Bujumbura propre, qui serait contre ?

Rond-point Buja centre

Je ne sais pas si c’est parce qu’on approche la commémoration de l’indépendance du Burundi. Je ne sais non plus si c’est par ce qu’on a le souci d’une ville propre. Mais il doit y avoir une raison pas minime. Toutes les vendeuses à la sauvette et les vendeurs ambulants de la ville de Bujumbura se sont vu chassés des lieux où ils vendaient les fruits, les légumes, les chaussures, etc. Cela a vraiment touché les Burundais surtout ces petits commerçants de cette ville Burundaise qui ne voient plus où ils vont trouver comment vivre.

Tout a commencé il y a quelques semaines. Toutes les vendeuses des fruits qui se rendaient chaque matin, comme des fonctionnaires, au tour de l’ancien marché central incendié en 2013. Grâce à leur petit business, elles parvenaient à faire vivre leur famille, payer les frais de scolarité de leurs enfants, etc. Personne ne pouvait pas le comprendre mais si on approche une vendeuse, elle pouvait te rassurer qu’elle nourrit une famille de 5 enfants qui sont tous à l’école ; tout cela, grâce à trois paniers qu’elle vend par jour.

Maintenant, elles ne sont pas permises de vendre dans ce carrefour des gens du nord que du sud de la capitale Burundaise. C’était un point stratégique parce que ceux qui viennent des quartiers du nord de la capitale ainsi que celles qui vivent les autres quartiers se rencontrent en pleine centre ville et comme cela, le nombre de clients étaient considérable.

A cette bonne idée, une éducation valait mieux

L’idée de rendre la ville propre est très géniale. Mais la propreté du corps est le résultat de la propreté du cœur et de l’esprit.
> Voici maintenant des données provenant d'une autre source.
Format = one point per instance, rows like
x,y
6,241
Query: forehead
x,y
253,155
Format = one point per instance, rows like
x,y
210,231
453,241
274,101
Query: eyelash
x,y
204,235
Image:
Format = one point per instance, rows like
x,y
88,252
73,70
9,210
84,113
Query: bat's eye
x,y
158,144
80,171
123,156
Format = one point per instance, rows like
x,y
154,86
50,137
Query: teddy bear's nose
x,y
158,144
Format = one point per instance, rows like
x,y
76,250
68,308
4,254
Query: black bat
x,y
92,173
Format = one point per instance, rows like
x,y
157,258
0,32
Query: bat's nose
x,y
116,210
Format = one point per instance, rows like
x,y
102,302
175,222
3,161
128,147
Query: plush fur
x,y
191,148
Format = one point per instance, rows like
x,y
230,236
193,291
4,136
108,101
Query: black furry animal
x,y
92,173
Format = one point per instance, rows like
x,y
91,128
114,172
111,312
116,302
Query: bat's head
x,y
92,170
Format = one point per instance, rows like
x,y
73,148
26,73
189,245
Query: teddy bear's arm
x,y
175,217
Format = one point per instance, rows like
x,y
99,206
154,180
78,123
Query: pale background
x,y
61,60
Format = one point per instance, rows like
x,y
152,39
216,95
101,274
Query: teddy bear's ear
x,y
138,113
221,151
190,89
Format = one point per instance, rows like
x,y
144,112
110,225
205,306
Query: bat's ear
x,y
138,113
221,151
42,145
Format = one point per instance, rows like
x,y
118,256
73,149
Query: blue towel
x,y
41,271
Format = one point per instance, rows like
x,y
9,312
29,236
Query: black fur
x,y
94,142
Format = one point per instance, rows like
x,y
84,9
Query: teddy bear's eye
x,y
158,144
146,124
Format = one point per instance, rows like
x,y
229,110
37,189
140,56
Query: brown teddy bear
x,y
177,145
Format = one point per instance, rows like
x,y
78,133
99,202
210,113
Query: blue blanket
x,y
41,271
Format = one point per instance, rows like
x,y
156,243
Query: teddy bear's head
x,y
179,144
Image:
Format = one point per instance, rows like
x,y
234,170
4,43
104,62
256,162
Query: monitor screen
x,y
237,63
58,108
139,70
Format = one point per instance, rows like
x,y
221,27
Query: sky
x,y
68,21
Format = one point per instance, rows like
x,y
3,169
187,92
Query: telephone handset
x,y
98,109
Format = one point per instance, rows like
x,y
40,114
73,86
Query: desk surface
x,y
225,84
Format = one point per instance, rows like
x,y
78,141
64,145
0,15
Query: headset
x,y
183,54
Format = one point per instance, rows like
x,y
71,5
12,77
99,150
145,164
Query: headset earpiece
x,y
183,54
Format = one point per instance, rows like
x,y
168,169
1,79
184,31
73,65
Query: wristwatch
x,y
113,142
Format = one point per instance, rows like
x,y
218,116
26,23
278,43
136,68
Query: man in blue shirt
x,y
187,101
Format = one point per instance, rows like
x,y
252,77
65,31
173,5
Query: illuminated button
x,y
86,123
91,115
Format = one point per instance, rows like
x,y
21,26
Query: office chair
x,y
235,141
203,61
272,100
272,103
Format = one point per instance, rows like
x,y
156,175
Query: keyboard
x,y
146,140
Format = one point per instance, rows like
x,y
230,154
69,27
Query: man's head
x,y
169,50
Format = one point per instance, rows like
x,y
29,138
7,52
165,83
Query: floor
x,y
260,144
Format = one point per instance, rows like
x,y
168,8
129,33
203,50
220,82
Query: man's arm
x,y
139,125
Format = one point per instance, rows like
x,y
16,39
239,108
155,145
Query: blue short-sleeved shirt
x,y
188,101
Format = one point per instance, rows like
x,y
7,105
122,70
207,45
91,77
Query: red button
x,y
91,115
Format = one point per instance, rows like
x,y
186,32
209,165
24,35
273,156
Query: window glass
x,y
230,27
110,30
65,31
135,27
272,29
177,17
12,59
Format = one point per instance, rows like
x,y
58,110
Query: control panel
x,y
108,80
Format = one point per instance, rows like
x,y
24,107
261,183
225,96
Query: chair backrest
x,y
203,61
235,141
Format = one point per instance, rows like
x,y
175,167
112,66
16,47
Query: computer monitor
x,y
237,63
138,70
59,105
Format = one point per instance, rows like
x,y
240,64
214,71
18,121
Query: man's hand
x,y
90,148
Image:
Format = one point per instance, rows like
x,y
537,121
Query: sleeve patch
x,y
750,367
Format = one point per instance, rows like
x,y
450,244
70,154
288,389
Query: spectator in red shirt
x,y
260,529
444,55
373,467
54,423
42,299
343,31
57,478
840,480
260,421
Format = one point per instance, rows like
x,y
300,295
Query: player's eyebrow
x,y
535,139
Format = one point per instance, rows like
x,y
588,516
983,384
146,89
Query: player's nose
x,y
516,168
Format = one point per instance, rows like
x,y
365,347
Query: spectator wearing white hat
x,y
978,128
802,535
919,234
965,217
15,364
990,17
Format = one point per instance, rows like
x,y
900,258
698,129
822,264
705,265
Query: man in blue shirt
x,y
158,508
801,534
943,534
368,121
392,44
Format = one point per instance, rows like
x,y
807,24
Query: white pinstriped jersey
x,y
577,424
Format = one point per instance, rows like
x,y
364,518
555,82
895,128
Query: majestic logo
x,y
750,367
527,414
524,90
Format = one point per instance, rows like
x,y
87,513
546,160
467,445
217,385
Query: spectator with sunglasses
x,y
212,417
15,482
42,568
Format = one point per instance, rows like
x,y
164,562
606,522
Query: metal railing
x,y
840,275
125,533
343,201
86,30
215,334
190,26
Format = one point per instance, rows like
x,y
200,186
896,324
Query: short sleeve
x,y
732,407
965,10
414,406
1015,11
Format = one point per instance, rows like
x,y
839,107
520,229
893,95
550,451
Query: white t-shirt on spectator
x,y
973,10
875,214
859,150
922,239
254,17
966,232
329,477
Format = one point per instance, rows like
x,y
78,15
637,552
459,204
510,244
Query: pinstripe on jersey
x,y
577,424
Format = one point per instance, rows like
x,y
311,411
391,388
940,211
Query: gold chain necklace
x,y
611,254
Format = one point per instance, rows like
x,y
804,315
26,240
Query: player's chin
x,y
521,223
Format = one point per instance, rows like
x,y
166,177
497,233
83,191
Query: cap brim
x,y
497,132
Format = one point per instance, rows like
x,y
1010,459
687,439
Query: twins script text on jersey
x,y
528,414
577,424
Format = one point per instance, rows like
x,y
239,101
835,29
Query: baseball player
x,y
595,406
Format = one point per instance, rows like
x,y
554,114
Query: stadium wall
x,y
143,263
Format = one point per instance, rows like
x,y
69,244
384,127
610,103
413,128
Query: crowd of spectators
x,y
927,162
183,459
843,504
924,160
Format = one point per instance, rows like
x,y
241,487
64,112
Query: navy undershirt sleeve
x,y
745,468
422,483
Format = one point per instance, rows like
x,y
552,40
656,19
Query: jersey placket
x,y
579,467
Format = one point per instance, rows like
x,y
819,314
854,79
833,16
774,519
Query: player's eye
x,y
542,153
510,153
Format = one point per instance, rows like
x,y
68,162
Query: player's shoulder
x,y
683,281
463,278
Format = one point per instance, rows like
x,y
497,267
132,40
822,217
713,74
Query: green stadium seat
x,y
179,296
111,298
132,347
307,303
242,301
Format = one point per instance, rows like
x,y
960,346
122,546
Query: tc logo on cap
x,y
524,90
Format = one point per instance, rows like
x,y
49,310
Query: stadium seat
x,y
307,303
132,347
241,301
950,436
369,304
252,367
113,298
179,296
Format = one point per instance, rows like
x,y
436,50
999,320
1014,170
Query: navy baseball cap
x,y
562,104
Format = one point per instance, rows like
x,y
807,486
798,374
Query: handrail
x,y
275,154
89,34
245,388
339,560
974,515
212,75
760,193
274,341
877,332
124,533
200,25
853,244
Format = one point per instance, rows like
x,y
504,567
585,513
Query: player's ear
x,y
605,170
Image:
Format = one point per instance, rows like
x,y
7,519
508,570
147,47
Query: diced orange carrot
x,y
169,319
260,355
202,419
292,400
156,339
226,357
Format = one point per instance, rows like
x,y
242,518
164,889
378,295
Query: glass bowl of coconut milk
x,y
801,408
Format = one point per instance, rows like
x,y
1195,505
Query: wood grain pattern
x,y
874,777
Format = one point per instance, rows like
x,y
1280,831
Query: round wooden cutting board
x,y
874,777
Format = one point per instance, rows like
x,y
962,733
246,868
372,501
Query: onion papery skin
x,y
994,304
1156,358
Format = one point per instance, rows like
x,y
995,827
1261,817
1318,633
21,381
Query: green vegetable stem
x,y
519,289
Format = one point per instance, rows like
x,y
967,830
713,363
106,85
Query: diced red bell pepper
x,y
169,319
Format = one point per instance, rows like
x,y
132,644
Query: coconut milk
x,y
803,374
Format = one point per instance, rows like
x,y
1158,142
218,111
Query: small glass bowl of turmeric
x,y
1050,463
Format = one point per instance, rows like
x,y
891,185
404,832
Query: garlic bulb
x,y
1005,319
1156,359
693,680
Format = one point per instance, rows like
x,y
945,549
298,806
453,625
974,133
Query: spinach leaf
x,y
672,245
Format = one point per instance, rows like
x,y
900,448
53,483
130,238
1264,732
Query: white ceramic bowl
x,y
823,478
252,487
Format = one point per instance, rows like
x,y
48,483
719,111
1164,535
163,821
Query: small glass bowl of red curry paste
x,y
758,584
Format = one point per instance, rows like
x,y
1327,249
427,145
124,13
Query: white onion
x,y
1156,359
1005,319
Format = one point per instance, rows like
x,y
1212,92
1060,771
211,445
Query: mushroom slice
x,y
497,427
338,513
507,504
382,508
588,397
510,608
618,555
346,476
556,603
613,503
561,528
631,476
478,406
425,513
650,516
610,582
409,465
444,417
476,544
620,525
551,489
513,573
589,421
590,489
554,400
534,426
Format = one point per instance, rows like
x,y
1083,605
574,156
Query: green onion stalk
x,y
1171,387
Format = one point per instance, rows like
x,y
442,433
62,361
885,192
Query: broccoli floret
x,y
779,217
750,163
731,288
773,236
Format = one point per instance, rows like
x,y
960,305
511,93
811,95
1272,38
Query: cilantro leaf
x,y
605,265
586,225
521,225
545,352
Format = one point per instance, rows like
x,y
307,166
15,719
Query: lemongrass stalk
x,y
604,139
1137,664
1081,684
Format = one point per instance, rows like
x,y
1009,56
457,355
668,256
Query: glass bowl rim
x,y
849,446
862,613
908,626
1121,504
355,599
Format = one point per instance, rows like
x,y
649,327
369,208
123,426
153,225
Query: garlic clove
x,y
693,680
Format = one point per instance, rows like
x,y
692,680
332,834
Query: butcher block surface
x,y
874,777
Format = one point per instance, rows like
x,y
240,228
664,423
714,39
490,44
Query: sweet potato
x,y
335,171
Si on veut rendre propre la ville de Bujumbura ou n’importe quelle autre ville, il faut d’abord rendre heureux les esprits de ceux qui vivent ces villes. A commencer par les plus démunis. Si la classe moyenne est propre, la classe supérieure ne serait en aucun cas moins propre. Pourtant, si les vendeuses de la ville de Bujumbura ne sont pas bien à l’aise, elles ne pourront jamais travailler pour la propreté de la ville. La seule raison est que l’esprit de patriotisme n’existe plus chez ces vendeurs qui se croient marginalisés. Cette mesure subitement mise en pratique est frustrante.

De toutes les façons, ces vendeurs voulaient plutôt une éducation civique de comment rendre propre leur milieu de vie. Le fait de les chasser les traumatise et amplifie leur indigence. L’esprit d’entreprendre ne pourra pas se développer en eux. Si on ne les avait pas chassés, ils allaient gagner leur vie et respecter le bien de leur pays. Tout le monde est pour l’assainissement de la ville de Bujumbura ; mais, on est aussi pour la vie des enfants de ce pays. En plus, ce n’est pas la présence de ces vendeurs qui rend la ville moins propre, c’est plutôt le manque d’éducation et le traumatisme causé par la mauvaise gestion de ces vendeurs.